3 of 34 comments (clear)

  1. Heavy clouds by Anonymous Coward · · Score: 2, Insightful

    This is precisely why I don't rely on the cloud exclusively. It could be any company on any day, and your data is just history. Poof! We simply can't rely on third parties for everything, it isn't realistic and it isn't smart. We need to be the arbiters of our own lives and affairs, not Facebook, Google, Uber, Amazon, Evernote, etc., ad infinitum.

  2. "vCloud Air hybrid-cloud service" by DarthVain · · Score: 4, Insightful

    Well there's your problem VMware, you really need a catchier name than that! Not sure who come up with the current but it is terrible.

    Also "For the last several months, we have been evolving our cloud strategy and our service provider partners are aware of this.", I'm not sure it's "evolving" if your plan is to discontinue it. Extincting might be a better word (if that even is one).

  3. Re: The bubble is popping by Anonymous Coward · · Score: 4, Insightful

    Ok, whippersnapper (different 'grandpa' here). I'm not sure if 'amazing' to you means 'has useful functionality' or 'does things I'm too clueless to figure out', but let's go with the first one just for argument's sake.

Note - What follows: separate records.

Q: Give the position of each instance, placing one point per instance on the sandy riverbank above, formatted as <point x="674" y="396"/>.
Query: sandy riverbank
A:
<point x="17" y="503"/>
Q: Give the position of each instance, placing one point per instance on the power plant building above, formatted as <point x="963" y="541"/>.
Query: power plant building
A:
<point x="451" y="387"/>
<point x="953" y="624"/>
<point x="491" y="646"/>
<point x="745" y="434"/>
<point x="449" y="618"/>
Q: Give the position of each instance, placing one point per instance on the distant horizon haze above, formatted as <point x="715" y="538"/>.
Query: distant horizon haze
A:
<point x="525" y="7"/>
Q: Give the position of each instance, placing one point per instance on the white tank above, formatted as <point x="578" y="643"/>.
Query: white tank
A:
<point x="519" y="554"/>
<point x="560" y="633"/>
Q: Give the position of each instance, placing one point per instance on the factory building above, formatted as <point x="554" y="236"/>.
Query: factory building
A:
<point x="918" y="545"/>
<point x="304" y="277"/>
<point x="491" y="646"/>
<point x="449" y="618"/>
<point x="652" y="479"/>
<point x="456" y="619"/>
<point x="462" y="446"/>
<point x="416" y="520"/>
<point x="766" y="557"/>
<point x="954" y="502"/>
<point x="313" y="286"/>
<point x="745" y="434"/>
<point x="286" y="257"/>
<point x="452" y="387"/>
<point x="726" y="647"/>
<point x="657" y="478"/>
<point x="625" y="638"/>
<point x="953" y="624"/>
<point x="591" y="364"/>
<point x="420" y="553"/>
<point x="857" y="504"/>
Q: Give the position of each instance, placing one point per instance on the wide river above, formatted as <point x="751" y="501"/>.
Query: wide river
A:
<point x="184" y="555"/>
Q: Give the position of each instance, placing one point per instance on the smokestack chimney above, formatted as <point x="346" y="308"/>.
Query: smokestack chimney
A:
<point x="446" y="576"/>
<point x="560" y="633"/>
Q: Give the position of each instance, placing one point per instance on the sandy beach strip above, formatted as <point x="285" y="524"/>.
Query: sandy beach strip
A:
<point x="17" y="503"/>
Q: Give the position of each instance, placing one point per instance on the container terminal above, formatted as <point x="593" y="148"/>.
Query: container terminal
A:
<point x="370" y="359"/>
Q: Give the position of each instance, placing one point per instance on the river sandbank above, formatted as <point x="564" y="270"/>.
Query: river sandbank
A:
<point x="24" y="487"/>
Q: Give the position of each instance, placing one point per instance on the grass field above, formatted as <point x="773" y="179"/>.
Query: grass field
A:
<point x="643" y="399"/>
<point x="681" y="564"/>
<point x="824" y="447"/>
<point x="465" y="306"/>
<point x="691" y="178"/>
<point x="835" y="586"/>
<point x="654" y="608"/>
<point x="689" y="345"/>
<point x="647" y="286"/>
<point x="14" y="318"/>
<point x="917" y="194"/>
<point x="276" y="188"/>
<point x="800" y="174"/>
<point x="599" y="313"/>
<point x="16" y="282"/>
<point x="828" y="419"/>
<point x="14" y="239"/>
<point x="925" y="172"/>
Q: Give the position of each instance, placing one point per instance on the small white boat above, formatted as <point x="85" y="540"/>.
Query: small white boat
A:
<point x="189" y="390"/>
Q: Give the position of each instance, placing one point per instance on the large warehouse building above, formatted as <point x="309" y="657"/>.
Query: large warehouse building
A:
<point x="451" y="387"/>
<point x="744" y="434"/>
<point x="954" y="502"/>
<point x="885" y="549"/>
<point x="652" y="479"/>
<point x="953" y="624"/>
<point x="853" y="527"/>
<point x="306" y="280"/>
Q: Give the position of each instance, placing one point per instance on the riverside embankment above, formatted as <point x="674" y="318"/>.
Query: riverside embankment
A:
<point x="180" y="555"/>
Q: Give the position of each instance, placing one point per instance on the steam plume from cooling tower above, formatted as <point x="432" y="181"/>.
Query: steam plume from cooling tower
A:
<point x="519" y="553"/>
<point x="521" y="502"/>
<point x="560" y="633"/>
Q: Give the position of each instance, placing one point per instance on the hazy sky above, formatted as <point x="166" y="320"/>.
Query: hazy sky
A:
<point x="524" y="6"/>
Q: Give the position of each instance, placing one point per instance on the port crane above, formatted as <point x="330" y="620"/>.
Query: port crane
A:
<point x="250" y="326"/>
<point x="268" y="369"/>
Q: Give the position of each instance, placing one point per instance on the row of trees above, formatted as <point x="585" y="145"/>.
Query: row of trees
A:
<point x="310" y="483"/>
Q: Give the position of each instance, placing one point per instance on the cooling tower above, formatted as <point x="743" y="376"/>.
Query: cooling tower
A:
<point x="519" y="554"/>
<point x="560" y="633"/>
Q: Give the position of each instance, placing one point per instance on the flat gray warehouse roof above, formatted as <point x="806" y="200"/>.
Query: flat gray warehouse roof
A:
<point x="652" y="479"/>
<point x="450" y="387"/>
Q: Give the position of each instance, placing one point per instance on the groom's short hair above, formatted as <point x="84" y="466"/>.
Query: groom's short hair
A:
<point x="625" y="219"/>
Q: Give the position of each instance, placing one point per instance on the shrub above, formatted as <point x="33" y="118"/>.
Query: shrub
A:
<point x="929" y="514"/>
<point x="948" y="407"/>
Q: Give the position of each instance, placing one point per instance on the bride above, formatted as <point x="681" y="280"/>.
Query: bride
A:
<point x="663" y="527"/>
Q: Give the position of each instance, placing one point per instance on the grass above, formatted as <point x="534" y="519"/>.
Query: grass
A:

    The things that make AWS amazing are management tools and applications. It's nothing that can't and won't filter down to ownable equipment, if not by them than by a competitor.

    See, there's this thing called economics. What you've got right now is Amazon and Microsoft basically becoming a cloud duopoly. When they finish, they'll become a rent seeking duopoly and start raising prices. A lot. Microsoft already does this when you renew Office365 subscriptions. People aren't going to like or put up with this permanently and, unlike with cable and ISPs, there's nothing stopping them from making choices.

    Cloud is already not cheaper at any kind of permanent scale, and by that I mean I always need X resources all the time. Sure it helps in those very few and highly marketed edge cases where you have 10 servers and need 100 for a week or so, but most people's businesses don't work like that. It's also good for very small businesses that have nothing, at least as a starter set.

    So on prem stuff will become more attractive again as it becomes more capable and easier to manage, or actual cloud competition will develop, or likely both. What will NOT happen is everybody uses Amazon and Azure for everything like the cloud snake oil peddlers keep predicting. We'll settle into a world where people use what's logical for them to use.